Definitivamente si algo es muy molesto es encontrarse, visitar o intentar soportar a una persona que habla sin parar, de esas que te quieren contar cada detalle de lo que hacen, un paso a paso.
Para completar el dilema, este tipo de persona que habla sin cesar, además, tiene la pretensión constante de intentar que las otras personas hagan lo que cree correcto, o sea lo que ellos hacen. Cuando estamos frente a este tipo de personas inmediatamente nos volvemos víctimas porque nos sentimos limitados al conversar o saturados de tanto.
Pero lo peor de este tipo de persona es que se atreven a dar consejos no solicitados la mayoría de las veces, incluso casi atacándote con la excusa de estar preocupados por ti, o quizá el verdadero motivo lo es.
He pensado que en ocasiones este comportamiento de dar consejos no solicitados es como por querer ayudar realmente, pero causa tanta pesadez y cae tan mal a veces porque no todo el tiempo estamos dispuestos a ese tipo de agresiones.
Recuerdo siempre a la amiga Juliana ella es una de esas personas que habla sin detenerse, incluso creo que siempre hay que tenerle un poco de paciencia, o quizá una medida más grande.
~~ ¡Debes hacer esto o aquello para mejorar tu salud!... por ejemplo.
~~ ¡Puedo aconsejarte que comas esto o lo otro!
Juliana tiene todas las características de una persona de esas acostumbradas a dar consejos no solicitados, y con el tiempo se quedó solita, así que se justifica un poco el hecho de que hable demasiado, ahora da como hasta sentimientos y a veces escuchamos esos consejos por decencia.

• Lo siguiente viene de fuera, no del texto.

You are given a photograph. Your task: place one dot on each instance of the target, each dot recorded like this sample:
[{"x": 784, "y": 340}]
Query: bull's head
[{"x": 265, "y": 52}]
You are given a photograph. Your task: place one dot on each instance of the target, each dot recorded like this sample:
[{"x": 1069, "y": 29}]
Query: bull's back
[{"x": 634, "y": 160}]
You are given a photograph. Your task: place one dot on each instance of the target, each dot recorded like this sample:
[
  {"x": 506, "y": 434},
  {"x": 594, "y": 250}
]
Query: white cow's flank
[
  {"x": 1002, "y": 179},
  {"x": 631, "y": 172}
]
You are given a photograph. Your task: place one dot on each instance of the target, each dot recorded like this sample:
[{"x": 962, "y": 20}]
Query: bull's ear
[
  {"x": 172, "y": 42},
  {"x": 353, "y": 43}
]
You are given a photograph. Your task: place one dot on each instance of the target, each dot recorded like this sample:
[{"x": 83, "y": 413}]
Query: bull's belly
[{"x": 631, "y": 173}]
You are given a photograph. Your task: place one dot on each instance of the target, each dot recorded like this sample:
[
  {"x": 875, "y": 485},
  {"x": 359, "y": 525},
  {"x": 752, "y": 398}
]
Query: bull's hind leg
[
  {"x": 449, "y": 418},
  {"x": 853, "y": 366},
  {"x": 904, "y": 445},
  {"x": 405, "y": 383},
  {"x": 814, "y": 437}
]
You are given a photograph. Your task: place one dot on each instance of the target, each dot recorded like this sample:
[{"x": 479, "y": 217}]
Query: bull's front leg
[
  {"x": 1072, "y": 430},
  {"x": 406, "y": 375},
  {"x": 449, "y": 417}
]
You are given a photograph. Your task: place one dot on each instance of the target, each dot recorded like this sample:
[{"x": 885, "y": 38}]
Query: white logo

No creo que sea una persona con maldad, simplemente no aprendió a tener límites y respeto por los demás porque todo el tiempo pensaba que estaba haciendo bien con consejos, aunque más de una vez no tuviera de respuesta una sonrisa.
Ya Juliana es una persona mayor, así que toca armarse un poco de tolerancia, quizá podamos hasta encontrar entre todos sus consejos alguno que nos haga realmente falta, como por ejemplo ese rico café expreso que me recomendó comprar el otro día al verla.
❤
“Es necesario tener tanta discreción para dar consejos como docilidad para recibirlos.”